So sexy. So much fun. For a good time, call Barbu at 604-251-1363. That’s The Cultch’s box office number.
Created by Montreal’s Cirque Alfonse, which is a family-and-friends operation, Barbu sets out to recreate the feel of the circuses that toured Québec at the turn of the twentieth century. Worked for me. I’m 71 and I was as entranced as an eight-year-old who’d never seen anything like this before.
Part of what makes this performance so exciting is the intimacy of the space. There are seven acrobats in the company and a three-person band. That’s a lot for the Historic Theatre’s stage, especially when the acrobats are whizzing around on rollerskates, spinning on giant hoops, tossing beer kegs, and standing on one another’s shoulders three people into the air. I was in the front row and I was moving my feet out of the way — because I had to —and seriously considering what I’d do if anybody landed on me. But that was such a big part of the fun, and I never really felt in danger.
A major bonus of seeing a circus in such an intimate venue is that the human accomplishment of it all becomes so much more apparent. You can see the muscular strain, the shakiness, the concentration. And, when you’re on floor level and looking up at one of those three-person totems, or even if you’re in the balcony, you have a different kind of appreciation of the height — and skill — involved.

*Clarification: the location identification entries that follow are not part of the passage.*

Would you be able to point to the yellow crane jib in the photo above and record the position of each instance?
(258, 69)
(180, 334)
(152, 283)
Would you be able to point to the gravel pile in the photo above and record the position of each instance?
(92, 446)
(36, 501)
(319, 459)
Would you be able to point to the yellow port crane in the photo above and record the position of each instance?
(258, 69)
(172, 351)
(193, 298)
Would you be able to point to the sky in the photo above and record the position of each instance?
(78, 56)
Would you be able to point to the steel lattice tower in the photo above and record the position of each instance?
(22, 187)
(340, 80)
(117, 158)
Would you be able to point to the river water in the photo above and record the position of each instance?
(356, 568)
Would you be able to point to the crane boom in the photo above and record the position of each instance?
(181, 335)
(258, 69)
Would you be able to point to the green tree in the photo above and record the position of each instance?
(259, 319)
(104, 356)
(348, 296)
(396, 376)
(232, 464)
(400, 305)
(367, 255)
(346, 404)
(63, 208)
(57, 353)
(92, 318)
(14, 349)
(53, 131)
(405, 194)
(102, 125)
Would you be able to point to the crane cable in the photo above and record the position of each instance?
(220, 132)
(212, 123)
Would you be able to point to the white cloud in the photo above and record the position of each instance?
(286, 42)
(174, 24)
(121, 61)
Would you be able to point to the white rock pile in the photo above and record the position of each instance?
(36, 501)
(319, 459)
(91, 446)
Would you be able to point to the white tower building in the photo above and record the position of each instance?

There’s a crazy kind of eccentricity about the whole thing, too. Laura Lippert does a number, for instance, in which she enters with the sangfroid of a Mata Hari, her long braids twisted into a regal topknot, which, it turns out, conceals a hook that she attaches to a cable so she can spin through the air doing acrobatics.
There’s a sexy playfulness about the whole thing, which — bonus! — is a liberation from stereotypical gender roles. The women are strong and self-sufficient. The men are confident, even cocky, but more than willing to be appreciated as erotic objects, when they stroll through the audience in their black underpants and sock garters, for instance. (The costumes are by Lucien Bernèche.)
Video designer Frederic Barrette backs up a number, in which a couple of the guys shoot ping pong balls into each other’s mouths, with video in which one man seems to be shooting a geyser of water from his mouth onto another fella’s face. Yes! Fluids!
At other points, Barrette’s video design evokes the natural world, often using wildflowers — daisies, lupins — which grounds the piece in an earthy loveliness. And the three-person band keeps things pumping.
Barbu runs about 75 minutes without an intermission. Watching it was so intense for me that I was ready for it to end after a climactic number that came maybe eight minutes before the company took its bows. But that’s not really a complaint, unless you regard it as a complaint when an excellent lover kisses you a bit too long.
BARBU Directed by Alain Francoeur. On Thursday, June 13. A Cirque Alfonse production presented by The Cultch, running in The Cultch’s Historic Theatre until June 23. Tickets and info
PHOTO CREDIT: (Photo by Frederic Barrette)
Wow…. great, juicy review. Gotta see this. “Eccentric”, “sexy”? = must see, especially for the “fun”. Much respect to
Laura for the hair-acrobatics! 75 intense minutes long!? Crazy! Can’t wait. Thank you!
Thanks for the tip! I was exhausted just sitting in the front as an audience member. The sight of one performer’s hernia scar 2 feet from my seat helped me feel their strain. What a great experience!